August 14th saw the appearance of three reports – one written (“Israel releases 26 Palestinian prisoners ahead of talks) and two filmed – both titled “Israel frees Palestinian prisoners“, both by Yolande Knell (see here and here) and both of which also appeared on BBC television news as well as on the website again the following day.  All of those reports purported to report on the release of Palestinian prisoners, but all of them also promoted the ‘building sabotages peace talks’ meme. Also on the same day an article by BBC Monitoring entitled Q&A: Israeli-Palestinian talks in Jerusalem was published in which the subject of building tenders was reported to have caused “dismay” to Palestinians. 

On August 15th (and for three additional days afterwards) the BBC News website carried a report titled Israel-Palestinian peace talks resume in Jerusalem  which promotes the claim that: 

“Jewish settlements in the occupied West Bank and East Jerusalem have continued to overshadow the resumption.

The issue halted the last direct talks in September 2010 and Palestinian representatives have accused Israel of trying to sabotage the latest negotiations.

In recent days Israel has announced plans for more than 2,000 new settlement homes.

Palestine Liberation Organisation (PLO) official Yasser Abed Rabbo said the settlement expansion was “unprecedented”.

“The talks might collapse any time because of the Israeli practices,” he told Voice of Palestine radio.”

As we see, a regular reader of the BBC News website would have been exposed to the meme that Israel announced the issuing of building tenders on August 11th as a means of “sabotaging” the renewed talks – and hence a threat to peace in general – in no fewer than thirteen reports published on the website in the period August 11th to August 15th inclusive.
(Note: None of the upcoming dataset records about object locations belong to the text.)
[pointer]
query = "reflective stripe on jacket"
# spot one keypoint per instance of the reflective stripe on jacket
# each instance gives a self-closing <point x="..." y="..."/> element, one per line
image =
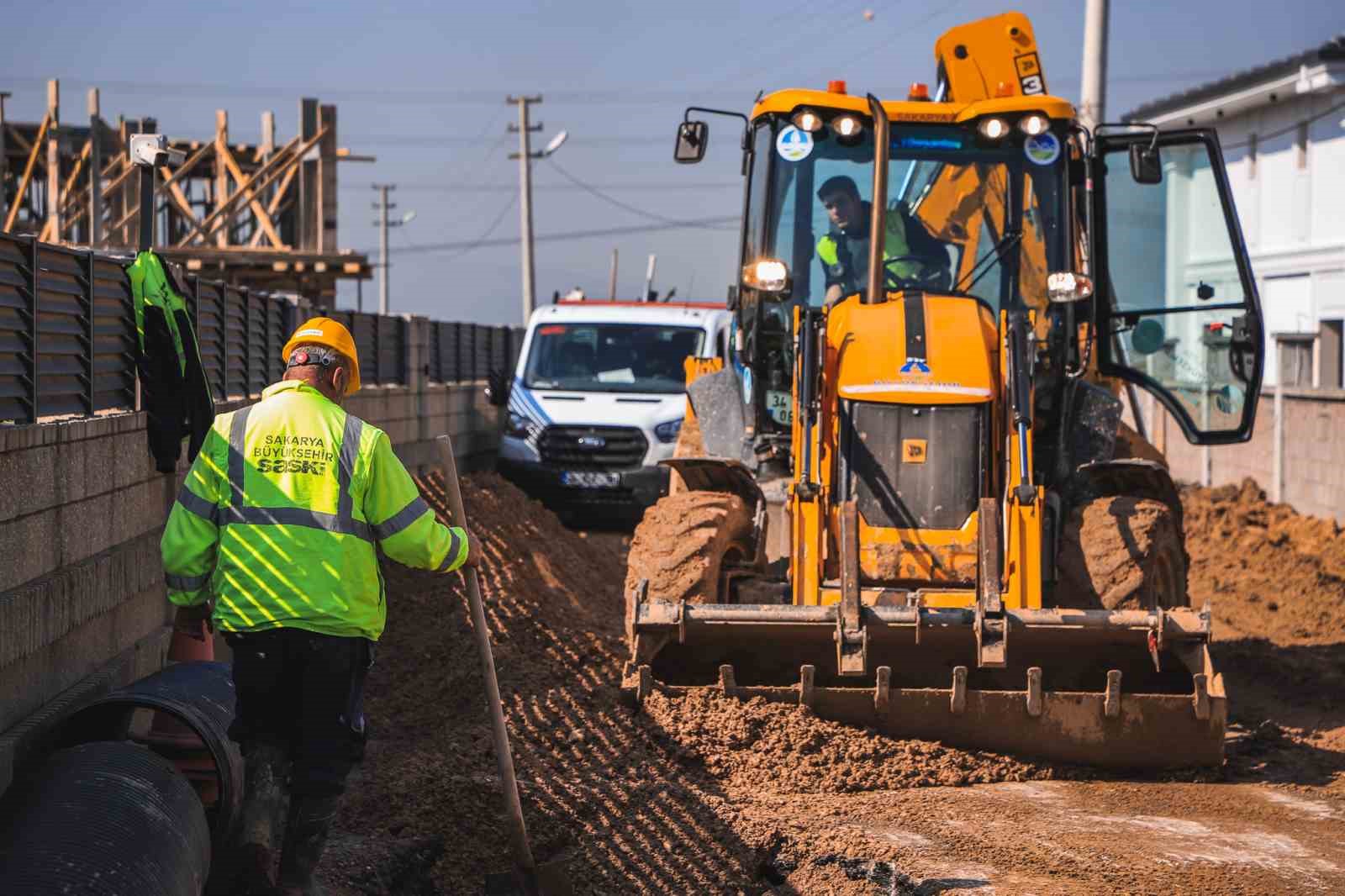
<point x="280" y="514"/>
Naturally, the promotion of that meme was often accompanied by now standard misleading BBC slogans such as:

“Israeli settlements in the West Bank and East Jerusalem are considered illegal under international law, although Israel disputes this.”


“The issue of settlement-building halted the last direct talks.

These collapsed in September 2010.”

During the same week, Israel released twenty-six convicted terrorists and murderers as a ‘goodwill gesture’ aimed at encouraging the Palestinians to return to the negotiating table. As was widely documented by the BBC itself, those prisoners were received at official Palestinian Authority organized celebrations in which the man holding the highest office in the PA – Mahmoud Abbas – literally and figuratively embraced the men as heroes, glamourising and glorifying their acts of terrorism.

The BBC, however, does not appear to consider the Palestinian Authority’s public glorification of terror just hours before renewed talks were set to commence as an attempt to “sabotage” those talks or a threat to ‘Middle East peace’ and so the number of articles exploring that angle which visitors to the BBC News website would have read in the same period of August 11th to 15th is zero.

Were the BBC’s coverage of these renewed talks truly accurate and impartial it would not refrain from informing its audiences of the fact that, even whilst sitting at the negotiating table, the Palestinian Authority continues to incite its people against Israel, to glorify terror and to spend 6% of its budget on salaries for convicted terrorists. As it is, BBC audiences have so far read no analysis on the subject of how those factors might influence the talks, but they have been spoon-fed a meme on Israeli building which bears uncanny resemblance to the campaign currently being run by the PLO.